So it looks like the problem breaks down into creating a suitable data structure from the contents of the UnicodeData.txt file. CPython uses a python script (what else?) to create a C header file with the contents of various data structures. So all I need to do is probably one of the following:
- Use the same approach, generate a very similar structure and port the existing C code that accesses the data structures into Java. Not very appealing.

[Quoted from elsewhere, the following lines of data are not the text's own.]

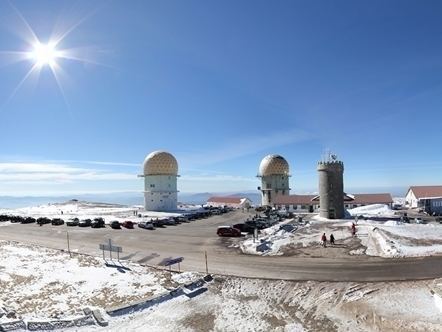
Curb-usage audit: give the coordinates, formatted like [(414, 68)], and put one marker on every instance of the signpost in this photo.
[(174, 261), (111, 248)]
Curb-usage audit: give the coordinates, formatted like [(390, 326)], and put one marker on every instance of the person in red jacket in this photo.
[(324, 240), (353, 229)]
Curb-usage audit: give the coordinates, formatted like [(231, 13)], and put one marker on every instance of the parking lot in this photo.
[(192, 240)]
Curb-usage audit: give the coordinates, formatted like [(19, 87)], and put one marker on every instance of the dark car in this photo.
[(72, 222), (28, 220), (115, 224), (158, 223), (57, 221), (169, 222), (128, 224), (228, 231), (43, 220), (146, 225), (182, 219), (97, 223), (244, 228), (85, 223)]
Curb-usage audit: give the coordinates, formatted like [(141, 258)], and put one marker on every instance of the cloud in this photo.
[(246, 146), (56, 173)]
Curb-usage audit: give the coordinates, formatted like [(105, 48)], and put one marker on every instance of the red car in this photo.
[(228, 231), (128, 224)]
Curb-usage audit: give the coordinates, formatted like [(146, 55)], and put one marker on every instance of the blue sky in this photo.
[(220, 85)]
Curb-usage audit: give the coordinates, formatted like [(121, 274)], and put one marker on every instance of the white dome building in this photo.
[(274, 173), (160, 172)]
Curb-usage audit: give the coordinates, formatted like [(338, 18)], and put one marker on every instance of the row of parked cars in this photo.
[(258, 222), (100, 222)]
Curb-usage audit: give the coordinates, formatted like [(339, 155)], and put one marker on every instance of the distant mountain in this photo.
[(127, 198), (124, 198), (201, 198)]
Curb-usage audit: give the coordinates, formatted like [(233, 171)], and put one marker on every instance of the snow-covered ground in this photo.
[(42, 283), (84, 210), (389, 238), (235, 304), (39, 283)]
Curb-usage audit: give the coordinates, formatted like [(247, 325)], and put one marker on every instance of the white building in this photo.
[(233, 202), (428, 198), (274, 174), (310, 203), (160, 172)]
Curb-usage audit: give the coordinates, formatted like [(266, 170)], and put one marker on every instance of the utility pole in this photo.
[(207, 268), (69, 247)]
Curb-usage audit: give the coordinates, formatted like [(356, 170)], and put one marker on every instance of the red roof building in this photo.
[(231, 201), (428, 198), (311, 202)]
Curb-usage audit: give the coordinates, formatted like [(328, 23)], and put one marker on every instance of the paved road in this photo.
[(193, 239)]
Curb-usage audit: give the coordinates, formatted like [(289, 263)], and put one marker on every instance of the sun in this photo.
[(44, 54)]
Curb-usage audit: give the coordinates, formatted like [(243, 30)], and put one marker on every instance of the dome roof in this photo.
[(273, 164), (160, 163)]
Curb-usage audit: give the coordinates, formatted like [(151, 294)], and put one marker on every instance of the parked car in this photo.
[(115, 224), (182, 219), (43, 220), (169, 222), (158, 223), (85, 223), (57, 221), (146, 225), (128, 224), (244, 228), (28, 220), (97, 223), (72, 222), (228, 231)]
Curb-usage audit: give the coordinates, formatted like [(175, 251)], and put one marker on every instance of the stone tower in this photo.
[(160, 172), (331, 187), (274, 174)]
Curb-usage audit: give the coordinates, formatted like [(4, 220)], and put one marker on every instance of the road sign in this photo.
[(173, 261), (111, 248)]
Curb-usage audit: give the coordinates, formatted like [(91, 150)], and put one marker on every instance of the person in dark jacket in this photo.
[(324, 240), (332, 239)]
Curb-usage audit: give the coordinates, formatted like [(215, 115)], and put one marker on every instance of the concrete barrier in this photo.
[(60, 324), (144, 304), (163, 297), (13, 326), (99, 318)]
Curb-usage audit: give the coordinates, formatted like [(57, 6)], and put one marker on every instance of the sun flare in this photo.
[(44, 54)]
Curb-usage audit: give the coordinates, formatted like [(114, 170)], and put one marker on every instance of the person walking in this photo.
[(324, 240), (332, 239), (353, 229)]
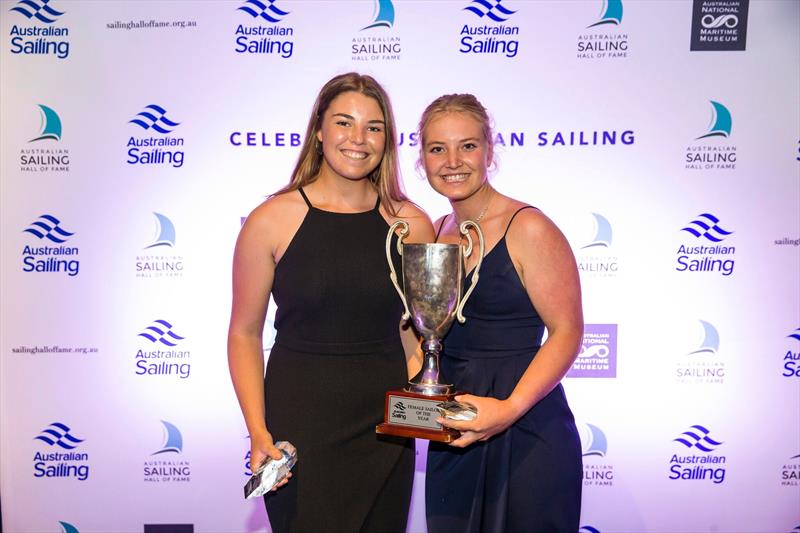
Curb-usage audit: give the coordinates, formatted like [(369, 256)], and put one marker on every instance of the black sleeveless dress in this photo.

- Do something similar, and create a class for each code point. Probably not very good from a resource perspective (OK, potentially premature optmisation since I haven't measured it, but the UnicodeData.txt file is 817k, so that's some data structure). That could be useful from a LearningTest perspective though; e.g. can I use java.lang.Character, or do I need something else entirely.
- Use something in existing core Java libraries.

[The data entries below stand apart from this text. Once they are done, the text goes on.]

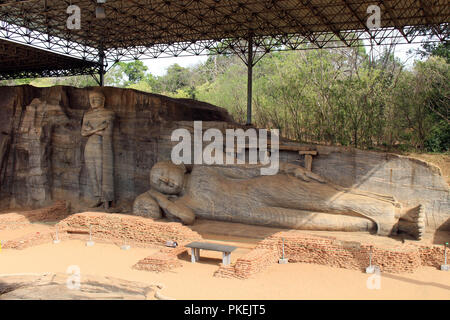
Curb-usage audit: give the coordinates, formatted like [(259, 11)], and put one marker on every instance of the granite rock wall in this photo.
[(41, 147)]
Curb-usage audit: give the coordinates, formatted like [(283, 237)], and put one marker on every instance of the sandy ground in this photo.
[(196, 281)]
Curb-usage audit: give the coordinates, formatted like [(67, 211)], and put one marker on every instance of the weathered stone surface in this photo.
[(42, 156), (42, 151), (146, 206), (54, 287), (295, 198), (409, 180)]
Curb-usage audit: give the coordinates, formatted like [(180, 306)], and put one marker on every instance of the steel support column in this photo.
[(102, 67), (249, 80)]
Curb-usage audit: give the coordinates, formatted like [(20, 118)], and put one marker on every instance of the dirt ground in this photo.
[(196, 281)]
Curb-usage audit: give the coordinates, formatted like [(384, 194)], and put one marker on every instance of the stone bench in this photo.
[(197, 246)]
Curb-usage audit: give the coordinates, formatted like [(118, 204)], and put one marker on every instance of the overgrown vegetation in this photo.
[(337, 96)]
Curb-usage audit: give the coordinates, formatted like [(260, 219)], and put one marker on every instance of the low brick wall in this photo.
[(107, 228), (352, 255), (17, 220), (250, 264), (31, 240), (164, 260), (329, 251), (126, 229)]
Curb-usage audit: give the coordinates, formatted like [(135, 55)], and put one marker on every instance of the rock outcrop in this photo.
[(42, 152), (41, 146)]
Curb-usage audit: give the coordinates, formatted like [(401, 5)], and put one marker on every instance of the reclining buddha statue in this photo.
[(295, 198)]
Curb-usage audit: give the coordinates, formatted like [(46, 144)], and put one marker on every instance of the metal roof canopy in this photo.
[(22, 61), (140, 29)]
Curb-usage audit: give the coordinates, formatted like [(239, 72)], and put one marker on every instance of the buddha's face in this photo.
[(167, 178), (97, 100)]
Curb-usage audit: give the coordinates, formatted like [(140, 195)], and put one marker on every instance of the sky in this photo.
[(158, 67)]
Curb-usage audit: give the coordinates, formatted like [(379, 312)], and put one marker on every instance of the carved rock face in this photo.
[(167, 177)]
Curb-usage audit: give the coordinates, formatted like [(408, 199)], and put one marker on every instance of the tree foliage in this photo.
[(335, 96)]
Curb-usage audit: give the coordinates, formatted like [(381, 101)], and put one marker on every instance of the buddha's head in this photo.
[(167, 178), (96, 99)]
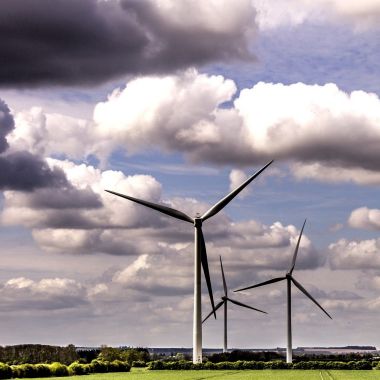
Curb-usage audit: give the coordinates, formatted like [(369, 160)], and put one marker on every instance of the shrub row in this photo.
[(275, 364), (60, 370)]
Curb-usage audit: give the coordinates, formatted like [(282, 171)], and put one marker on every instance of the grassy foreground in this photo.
[(143, 374)]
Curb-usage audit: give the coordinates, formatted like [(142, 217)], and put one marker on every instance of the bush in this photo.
[(118, 366), (58, 369), (42, 370), (156, 365), (275, 364), (139, 364), (5, 371), (362, 365), (27, 370), (98, 366), (77, 368)]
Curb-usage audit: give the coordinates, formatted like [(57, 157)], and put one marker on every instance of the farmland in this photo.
[(142, 374)]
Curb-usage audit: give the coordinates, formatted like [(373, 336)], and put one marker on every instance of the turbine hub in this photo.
[(197, 221)]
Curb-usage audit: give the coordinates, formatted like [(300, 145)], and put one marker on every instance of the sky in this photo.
[(178, 102)]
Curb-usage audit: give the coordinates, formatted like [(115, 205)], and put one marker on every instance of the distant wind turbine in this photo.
[(289, 279), (200, 254), (224, 301)]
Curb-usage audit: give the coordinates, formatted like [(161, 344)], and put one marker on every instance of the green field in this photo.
[(142, 374)]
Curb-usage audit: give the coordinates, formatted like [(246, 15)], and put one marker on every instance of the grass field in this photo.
[(142, 374)]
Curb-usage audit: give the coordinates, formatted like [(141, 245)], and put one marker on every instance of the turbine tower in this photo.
[(289, 280), (224, 301), (200, 254)]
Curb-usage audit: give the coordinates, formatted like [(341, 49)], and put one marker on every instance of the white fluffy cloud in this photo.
[(320, 128), (366, 218), (325, 123), (361, 14), (363, 254)]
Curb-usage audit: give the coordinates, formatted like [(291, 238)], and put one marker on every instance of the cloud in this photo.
[(365, 218), (46, 294), (325, 124), (353, 255), (98, 222), (19, 169), (237, 177), (6, 125), (361, 15), (45, 43), (84, 204), (46, 134), (331, 173)]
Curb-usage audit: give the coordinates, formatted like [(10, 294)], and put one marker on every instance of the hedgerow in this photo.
[(60, 370), (275, 364)]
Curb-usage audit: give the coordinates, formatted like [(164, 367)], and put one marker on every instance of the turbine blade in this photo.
[(304, 291), (227, 199), (206, 272), (296, 250), (164, 209), (273, 280), (244, 305), (224, 280), (212, 312)]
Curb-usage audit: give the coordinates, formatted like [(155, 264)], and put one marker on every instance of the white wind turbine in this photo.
[(200, 254), (224, 301), (289, 279)]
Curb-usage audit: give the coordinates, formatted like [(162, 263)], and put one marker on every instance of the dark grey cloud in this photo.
[(6, 125), (74, 42), (25, 172)]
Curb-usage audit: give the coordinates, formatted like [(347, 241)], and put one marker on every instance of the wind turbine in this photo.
[(289, 280), (224, 301), (200, 254)]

- Use a third-party library.
- Something else, that I haven't bothered to think about what it could be.
Just one problem. I don't fully understand what is required yet. From reading the UnicodeData commentary, that indicates to me the reasons why the below tests are fine.
2468;CIRCLED DIGIT NINE;No;0;EN;
(UnicodeData.txt entry for code-point 0x2468)

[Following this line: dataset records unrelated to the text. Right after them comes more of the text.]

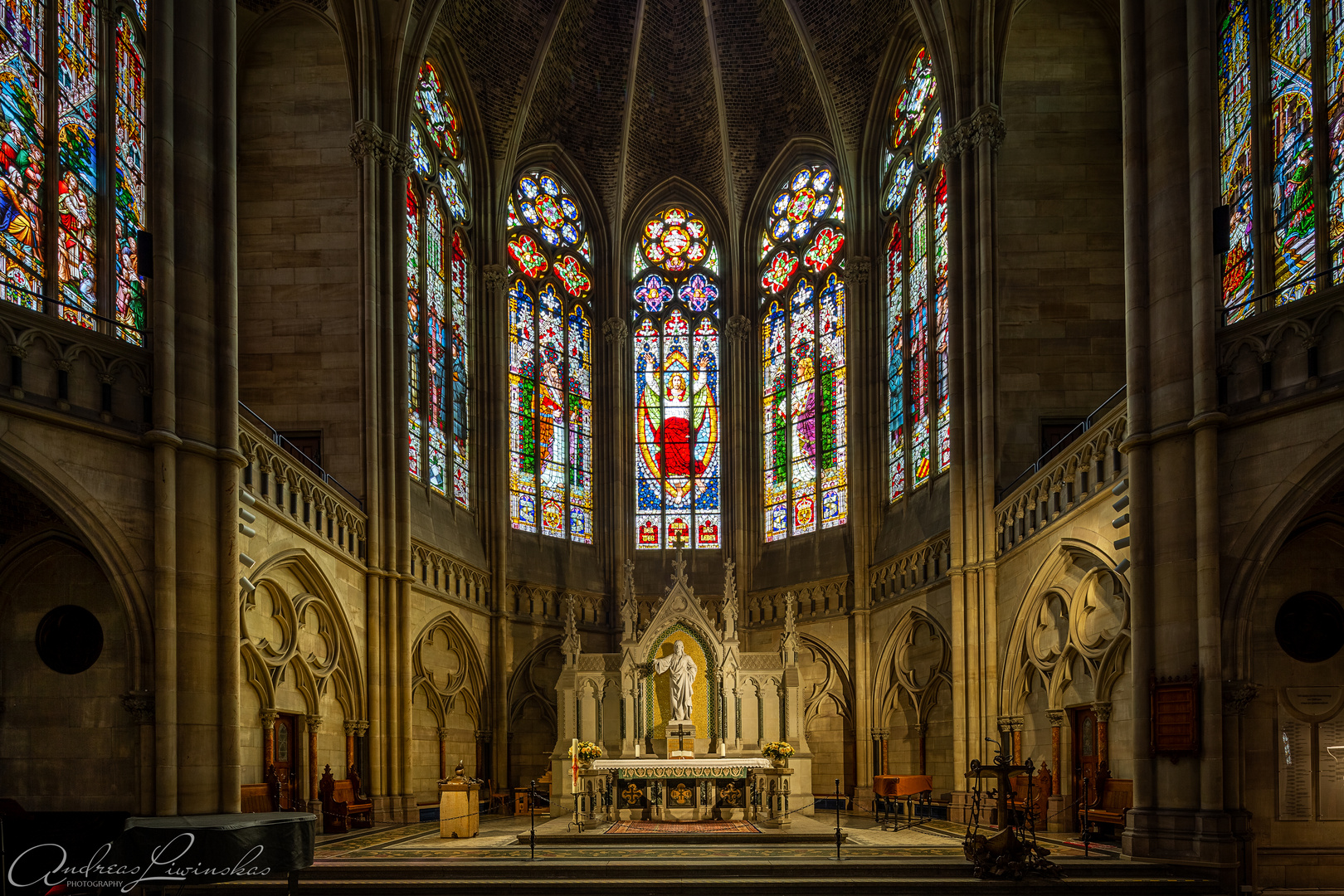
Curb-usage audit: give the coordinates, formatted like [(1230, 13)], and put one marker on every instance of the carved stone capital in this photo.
[(615, 331), (1238, 696), (859, 269), (366, 141), (494, 278), (739, 328), (140, 704)]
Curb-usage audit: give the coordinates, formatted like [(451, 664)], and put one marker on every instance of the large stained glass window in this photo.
[(678, 320), (914, 203), (436, 296), (1269, 134), (50, 219), (802, 355), (550, 360)]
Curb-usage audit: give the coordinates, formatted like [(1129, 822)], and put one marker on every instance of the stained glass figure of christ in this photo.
[(550, 360), (676, 383)]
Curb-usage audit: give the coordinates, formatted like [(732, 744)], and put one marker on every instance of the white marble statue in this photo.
[(682, 672)]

verify(unicodedata.decimal(u'\u2468',None) is None)
verify(unicodedata.digit(u'\u2468') == 9)
verify(unicodedata.numeric(u'\u2468') == 9.0)
and those tests pass (for CPython - I haven't implemented the Jython version yet!). From the file entry and commentary, that code-point appears to have no decimal digit value, a digit value of 9 and a numeric value of 9. The tests confirm that. I don't understand why these don't also pass.
325F;CIRCLED NUMBER THIRTY FIVE;No;0;ON;
(UnicodeData.txt entry for code-point 0x325F)
verify(unicodedata.decimal(u'\u325F',None) is None)
verify(unicodedata.digit(u'\u325F', None) is None)
verify(unicodedata.numeric(u'\u325F') == 35.0)
The last one fails with:
Traceback (most recent call last):
ValueError: not a numeric character
Evidently I need to delve deeper into the spec, or start asking more knowledgeable people some questions.